|• The revolution of 1911 that toppled the Manchu Dynasty and established the Republic of China brought problems for the Buddhist Sangha. To combat these trends arose a remarkable monk, T’ai-hsu (1898-1947) who was able to rally his fellow religionists and to initiate a program of reform. On the national scale he organised a Chinese Buddhist Society in 1929.
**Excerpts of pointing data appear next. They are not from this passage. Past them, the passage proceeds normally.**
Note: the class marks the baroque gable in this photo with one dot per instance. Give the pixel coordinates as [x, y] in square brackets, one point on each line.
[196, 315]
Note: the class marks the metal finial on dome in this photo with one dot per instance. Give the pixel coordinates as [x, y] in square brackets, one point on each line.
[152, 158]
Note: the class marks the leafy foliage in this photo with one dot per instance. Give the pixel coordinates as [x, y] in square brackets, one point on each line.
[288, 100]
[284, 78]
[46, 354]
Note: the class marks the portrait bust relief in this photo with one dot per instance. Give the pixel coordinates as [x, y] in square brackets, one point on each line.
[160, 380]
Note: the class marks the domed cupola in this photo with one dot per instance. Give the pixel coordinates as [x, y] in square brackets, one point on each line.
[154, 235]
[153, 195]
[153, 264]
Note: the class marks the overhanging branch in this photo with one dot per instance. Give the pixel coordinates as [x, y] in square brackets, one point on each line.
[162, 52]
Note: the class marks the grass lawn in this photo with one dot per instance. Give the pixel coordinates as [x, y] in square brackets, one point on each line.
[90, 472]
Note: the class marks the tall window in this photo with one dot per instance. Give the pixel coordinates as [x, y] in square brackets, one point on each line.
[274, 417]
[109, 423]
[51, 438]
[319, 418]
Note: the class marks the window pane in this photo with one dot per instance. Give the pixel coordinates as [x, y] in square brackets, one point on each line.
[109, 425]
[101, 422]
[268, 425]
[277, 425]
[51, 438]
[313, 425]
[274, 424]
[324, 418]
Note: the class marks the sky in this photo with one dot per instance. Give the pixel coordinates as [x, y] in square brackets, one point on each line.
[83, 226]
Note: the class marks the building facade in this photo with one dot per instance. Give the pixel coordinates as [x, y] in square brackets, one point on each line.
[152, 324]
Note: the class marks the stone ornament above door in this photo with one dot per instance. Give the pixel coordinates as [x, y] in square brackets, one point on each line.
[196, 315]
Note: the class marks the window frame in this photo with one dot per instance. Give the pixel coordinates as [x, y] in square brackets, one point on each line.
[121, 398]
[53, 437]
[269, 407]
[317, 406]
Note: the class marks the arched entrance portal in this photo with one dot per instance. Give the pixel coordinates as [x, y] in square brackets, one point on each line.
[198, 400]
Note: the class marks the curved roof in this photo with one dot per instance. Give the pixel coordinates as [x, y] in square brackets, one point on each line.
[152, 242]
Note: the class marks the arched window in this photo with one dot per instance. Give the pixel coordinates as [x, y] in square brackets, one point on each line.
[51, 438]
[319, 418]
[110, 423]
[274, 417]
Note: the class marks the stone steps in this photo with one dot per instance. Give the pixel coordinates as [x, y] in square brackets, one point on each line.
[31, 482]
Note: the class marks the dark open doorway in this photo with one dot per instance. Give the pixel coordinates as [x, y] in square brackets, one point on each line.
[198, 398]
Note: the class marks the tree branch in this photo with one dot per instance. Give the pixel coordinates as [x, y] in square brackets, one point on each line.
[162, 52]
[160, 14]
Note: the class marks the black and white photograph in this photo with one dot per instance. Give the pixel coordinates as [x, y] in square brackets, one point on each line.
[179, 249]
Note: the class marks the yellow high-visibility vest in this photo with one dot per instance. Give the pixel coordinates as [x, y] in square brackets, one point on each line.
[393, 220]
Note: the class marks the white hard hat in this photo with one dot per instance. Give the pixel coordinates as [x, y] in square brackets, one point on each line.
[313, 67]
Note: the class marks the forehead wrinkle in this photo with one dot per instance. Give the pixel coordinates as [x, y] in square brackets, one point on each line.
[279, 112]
• A revival of the Idealistic School was initiated by the publication in 1901of the Ch’eng-wei-shih-lun (Notes on the Completion of the Idealistic Doctrine) of K’uei-chi, long lost in China but brought back from Japan. The leader of this revival was the layman Ou-yang Chien, and the Institute of Inner Learning, which he organised in Naking (Nanjing) in 1922.
• Hsu Yun, Ch’an Master (1840-1959) ‘Universally regarded as the most outstanding Buddhist of the Chinese Sangha in the modern era’ (Richard Hunn). Dharma successor of all five Ch’an schools; main reformer in Chinese Buddhism revival (1900-50).
• Wong Mou-Lam translated the The Platform Sutra into English and founded the journalChinese Buddhism (1930).
• (1898-1978) Upasaka Lu K’uan Yu (Charles Luk) Translator and Writer on Ch’an. Born in Canton. Lived in exile in Hong Kong.
• The official formation of the Chinese Buddhist Association by the government of the People’s Republic of China on May 30th, 1953.
• The Cultural Revolution (1965-75) Buddhist temples and monasteries were sacked and the already weakened Sangha was further depleted. The excesses of this time have since been regretted, however, and a more liberal policy introduced.
• Ven. Cheng Yen founds Tzu Chi Compassion Relief Association (1966) and Tzu Chi Compassion Foundation (1980).